What Is a Linear Servo Motor?
A linear servo motor is an electric motor that does not have a built-in rotating shaft and is capable of linear motion for use in servo mechanisms utilized in machine control.
While general motors perform rotary type motion, linear motors generally perform linear type motion. Linear motors themselves are devices for driving and propulsion widely known as linear motor cars, etc. Servomotors are motors used to control position, speed, etc. in servo mechanisms.
Until recently, rotary servo motors have been the mainstay of linear motion systems for industrial machinery and measuring instruments, but in recent years, linear servo motors, which operate by the action of the magnetic flux generated by a permanent magnet and the current flowing through a coil (Fleming’s left-hand rule), have been attracting attention.
Uses of Linear Servo Motors
Linear servo motors are used in a variety of applications. In particular, applications vary depending on the size.
1. Small Diameter (φ4 to 12 mm)
These are used in desktop-type equipment. Mainly used for observation of industrial products and biotechnology-related products. Shaft motors are required to have high resolution in fields where higher resolution images and image processing are required.
2. Medium Length (Up to Φ35mm)
This size is the most widely used in fields that require high thrust, high precision, and high speed, and is widely used for various positioning and moving parts in machine tools and semiconductor equipment.
3. Large Diameter (Up to Φ60mm)
Other applications include special machines that require large acceleration thrust.
Principle of Linear Servo Motors
The linear motion of a linear servo motor is based on the principle that a linear motor, which consists of a shaft with a magnet on its axis and a mover containing a coil, generates thrust through the action of the current flowing through the coil and the magnetic flux generated by the permanent magnet, or Fleming’s left-hand rule.
The shaft is usually a pipe made of stainless steel filled with magnets at equal intervals, and the mover consists of a three-phase coil wound around the shaft. The mover does not come into contact with the shaft, and its incorporation does not affect the thrust itself, making it easy to install. It operates by generating thrust through the action of the magnetic induction flux generated by the permanent magnet and the current flowing in the coil.
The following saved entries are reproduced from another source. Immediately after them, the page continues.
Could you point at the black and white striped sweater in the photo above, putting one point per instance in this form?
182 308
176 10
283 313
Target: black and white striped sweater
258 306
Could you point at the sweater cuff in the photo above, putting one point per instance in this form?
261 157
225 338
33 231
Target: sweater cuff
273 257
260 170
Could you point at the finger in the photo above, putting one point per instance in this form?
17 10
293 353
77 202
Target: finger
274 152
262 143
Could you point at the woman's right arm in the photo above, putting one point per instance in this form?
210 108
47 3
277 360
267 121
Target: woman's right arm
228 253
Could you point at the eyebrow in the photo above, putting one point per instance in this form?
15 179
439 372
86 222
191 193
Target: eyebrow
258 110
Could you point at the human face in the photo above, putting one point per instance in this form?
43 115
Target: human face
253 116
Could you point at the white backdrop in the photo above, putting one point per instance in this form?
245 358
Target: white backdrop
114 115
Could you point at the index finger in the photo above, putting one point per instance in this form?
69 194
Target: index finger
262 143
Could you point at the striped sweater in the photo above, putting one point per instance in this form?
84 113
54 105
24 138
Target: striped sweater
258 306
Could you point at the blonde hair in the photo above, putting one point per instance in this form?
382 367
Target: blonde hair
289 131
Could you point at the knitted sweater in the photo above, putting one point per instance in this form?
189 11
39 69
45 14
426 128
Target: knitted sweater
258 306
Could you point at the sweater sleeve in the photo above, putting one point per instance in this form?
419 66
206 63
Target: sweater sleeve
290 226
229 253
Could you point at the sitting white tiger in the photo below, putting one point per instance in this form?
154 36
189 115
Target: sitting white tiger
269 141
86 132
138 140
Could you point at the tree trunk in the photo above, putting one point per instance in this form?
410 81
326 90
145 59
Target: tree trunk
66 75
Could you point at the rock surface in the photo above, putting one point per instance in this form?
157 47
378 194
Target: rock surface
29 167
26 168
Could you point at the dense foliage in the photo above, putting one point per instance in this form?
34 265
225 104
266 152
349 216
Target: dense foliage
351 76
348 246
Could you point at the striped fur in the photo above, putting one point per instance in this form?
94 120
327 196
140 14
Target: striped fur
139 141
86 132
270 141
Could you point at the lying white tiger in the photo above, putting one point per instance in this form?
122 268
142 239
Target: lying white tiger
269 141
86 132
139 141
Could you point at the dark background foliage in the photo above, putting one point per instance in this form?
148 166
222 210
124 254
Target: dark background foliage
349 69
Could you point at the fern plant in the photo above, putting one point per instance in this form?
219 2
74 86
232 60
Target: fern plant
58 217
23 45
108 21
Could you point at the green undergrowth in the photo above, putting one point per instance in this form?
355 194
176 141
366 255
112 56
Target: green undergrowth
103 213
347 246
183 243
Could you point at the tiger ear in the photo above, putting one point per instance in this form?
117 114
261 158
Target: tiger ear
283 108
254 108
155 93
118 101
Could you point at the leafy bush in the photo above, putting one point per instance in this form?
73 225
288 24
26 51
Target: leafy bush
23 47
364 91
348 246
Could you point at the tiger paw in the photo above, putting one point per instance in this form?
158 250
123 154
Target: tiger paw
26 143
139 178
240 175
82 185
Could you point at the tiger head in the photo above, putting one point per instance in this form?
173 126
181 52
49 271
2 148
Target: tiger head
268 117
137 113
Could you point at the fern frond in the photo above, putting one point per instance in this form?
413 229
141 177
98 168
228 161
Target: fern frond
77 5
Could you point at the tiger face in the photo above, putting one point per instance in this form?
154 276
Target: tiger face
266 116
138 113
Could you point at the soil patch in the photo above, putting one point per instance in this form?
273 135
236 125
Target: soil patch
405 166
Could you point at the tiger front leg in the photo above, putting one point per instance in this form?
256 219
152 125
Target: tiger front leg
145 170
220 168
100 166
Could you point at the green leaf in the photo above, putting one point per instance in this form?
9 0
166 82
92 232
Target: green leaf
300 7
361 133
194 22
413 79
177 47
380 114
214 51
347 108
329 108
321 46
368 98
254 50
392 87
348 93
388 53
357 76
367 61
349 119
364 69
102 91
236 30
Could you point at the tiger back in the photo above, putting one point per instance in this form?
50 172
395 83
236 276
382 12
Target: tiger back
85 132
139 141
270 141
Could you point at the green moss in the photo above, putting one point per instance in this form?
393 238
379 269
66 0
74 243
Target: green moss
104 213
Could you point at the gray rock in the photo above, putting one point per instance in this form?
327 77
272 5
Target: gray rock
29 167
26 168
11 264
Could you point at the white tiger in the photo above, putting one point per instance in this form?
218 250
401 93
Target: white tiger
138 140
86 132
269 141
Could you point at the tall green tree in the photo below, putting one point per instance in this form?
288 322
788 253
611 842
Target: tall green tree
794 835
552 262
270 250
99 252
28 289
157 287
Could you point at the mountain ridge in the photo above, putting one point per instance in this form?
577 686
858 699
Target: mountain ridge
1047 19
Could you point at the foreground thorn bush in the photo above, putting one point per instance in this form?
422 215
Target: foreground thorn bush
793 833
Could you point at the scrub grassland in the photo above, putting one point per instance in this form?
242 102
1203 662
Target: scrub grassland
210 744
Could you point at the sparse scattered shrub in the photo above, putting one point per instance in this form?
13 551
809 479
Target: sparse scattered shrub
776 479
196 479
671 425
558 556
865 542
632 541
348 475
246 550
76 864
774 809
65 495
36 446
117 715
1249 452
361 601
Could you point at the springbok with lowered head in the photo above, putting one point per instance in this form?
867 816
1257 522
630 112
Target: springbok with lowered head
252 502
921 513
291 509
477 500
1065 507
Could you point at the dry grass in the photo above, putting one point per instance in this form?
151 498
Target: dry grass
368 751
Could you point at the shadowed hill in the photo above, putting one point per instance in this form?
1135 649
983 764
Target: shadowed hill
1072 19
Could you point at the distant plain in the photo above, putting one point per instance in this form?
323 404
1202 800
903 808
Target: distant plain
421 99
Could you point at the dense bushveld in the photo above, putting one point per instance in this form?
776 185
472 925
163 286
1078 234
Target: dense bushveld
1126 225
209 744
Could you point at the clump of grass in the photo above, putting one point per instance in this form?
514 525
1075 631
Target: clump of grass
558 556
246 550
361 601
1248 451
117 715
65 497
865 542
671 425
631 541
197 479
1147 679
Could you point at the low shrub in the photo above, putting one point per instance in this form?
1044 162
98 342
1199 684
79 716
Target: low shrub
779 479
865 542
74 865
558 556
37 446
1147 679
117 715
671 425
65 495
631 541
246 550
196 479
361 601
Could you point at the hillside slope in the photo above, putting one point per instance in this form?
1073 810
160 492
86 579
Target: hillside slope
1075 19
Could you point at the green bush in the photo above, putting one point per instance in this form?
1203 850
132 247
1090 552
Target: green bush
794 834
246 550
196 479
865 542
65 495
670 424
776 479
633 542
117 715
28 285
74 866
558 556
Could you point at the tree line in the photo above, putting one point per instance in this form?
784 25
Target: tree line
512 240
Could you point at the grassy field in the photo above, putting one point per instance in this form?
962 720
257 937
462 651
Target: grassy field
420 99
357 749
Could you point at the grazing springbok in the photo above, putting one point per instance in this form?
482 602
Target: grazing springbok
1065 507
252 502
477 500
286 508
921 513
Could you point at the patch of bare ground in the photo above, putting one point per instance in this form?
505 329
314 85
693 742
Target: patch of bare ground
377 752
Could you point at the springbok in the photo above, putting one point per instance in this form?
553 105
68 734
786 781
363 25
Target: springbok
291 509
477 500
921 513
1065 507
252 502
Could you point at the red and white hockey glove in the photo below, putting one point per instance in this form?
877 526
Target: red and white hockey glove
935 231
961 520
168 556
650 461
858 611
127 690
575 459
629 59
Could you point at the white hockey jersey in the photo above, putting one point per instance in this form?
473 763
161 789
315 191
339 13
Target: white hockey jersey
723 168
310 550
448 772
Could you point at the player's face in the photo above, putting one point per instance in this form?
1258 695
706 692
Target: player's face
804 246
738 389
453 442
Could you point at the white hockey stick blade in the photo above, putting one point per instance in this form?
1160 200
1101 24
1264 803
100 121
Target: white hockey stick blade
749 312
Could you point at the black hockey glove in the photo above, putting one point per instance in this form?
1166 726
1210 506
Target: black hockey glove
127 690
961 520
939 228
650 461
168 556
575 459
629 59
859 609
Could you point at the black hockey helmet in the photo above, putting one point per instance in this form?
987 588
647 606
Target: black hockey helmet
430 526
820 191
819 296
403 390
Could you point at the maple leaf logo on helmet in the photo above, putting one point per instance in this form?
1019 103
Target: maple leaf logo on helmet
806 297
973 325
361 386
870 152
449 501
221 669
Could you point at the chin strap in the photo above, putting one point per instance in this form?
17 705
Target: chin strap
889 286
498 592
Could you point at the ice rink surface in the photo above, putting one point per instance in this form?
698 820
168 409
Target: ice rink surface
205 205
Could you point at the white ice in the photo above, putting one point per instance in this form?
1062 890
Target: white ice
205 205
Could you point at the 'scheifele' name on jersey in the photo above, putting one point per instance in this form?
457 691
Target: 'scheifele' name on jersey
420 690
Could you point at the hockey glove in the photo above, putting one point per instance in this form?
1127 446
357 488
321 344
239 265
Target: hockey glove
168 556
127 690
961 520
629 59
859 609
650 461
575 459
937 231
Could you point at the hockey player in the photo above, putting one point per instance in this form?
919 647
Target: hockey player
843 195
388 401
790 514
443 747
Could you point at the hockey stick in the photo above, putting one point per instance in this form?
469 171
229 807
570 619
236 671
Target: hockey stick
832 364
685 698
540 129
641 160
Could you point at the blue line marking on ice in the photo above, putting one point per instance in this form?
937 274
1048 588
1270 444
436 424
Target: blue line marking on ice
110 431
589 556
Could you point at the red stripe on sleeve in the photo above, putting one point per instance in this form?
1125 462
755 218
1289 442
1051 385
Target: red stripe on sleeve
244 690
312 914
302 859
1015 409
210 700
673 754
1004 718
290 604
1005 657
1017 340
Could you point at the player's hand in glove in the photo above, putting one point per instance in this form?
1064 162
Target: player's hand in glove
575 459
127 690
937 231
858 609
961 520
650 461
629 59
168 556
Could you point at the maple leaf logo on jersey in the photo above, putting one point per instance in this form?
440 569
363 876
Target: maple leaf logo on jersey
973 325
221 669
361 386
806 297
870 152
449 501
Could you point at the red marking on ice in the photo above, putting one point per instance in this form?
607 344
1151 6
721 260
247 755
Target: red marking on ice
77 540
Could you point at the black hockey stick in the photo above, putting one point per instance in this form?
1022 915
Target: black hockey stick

Features of shaft-based motors include high-precision positioning when high-precision linear scales are used, no backlash, and almost no cogging due to the absence of a core. Note that cogging refers to the fine vibration of the magnetic attraction between the shaft and mover in a motor that depends on the angle of rotation.
Since there are no screws, nuts, or other mechanical structures inside, high-speed motion is possible. While the accuracy of motion is excellent, the rigidity is low because the fixed side is not in contact with the moving side, making it unsuitable for heavy-duty cutting where resistance is high. It is used in equipment used to process electronic components such as semiconductors and medical parts. Its small size and simple structure are advantages when incorporated into equipment.
Other Information on Linear Servo Motors
1. Advantages of Utilizing Linear Servo Motors as Actuators
One of the requirements of today’s high-performance industrial machinery is to achieve both high-precision machining and high-speed machining. Before linear servo motors were commercialized, linear actuators used a combination of a rotary motor and a ball screw with bearings as a component to convert rotational power into linear power.
With the conventional method, it is technically difficult to achieve both higher accuracy and higher operating speed, and maintenance tends to be more frequent. Linear servo motors, however, are non-contact and have many advantages: they excel in high-speed operation, their positioning accuracy can be easily increased to high precision, and they do not require maintenance.
2. Challenges in Using Linear Servo Motors as Actuators
The challenges in applying linear servo motors to machine tools are their power density and controllability. Compared to conventional rotary motors and ball screws, linear servo motors are difficult to control, and high technology is required to ensure high output density.
Recent technological innovations by manufacturers have overcome these challenges, and linear servo motors are gradually being widely used in machine tools and industrial equipment.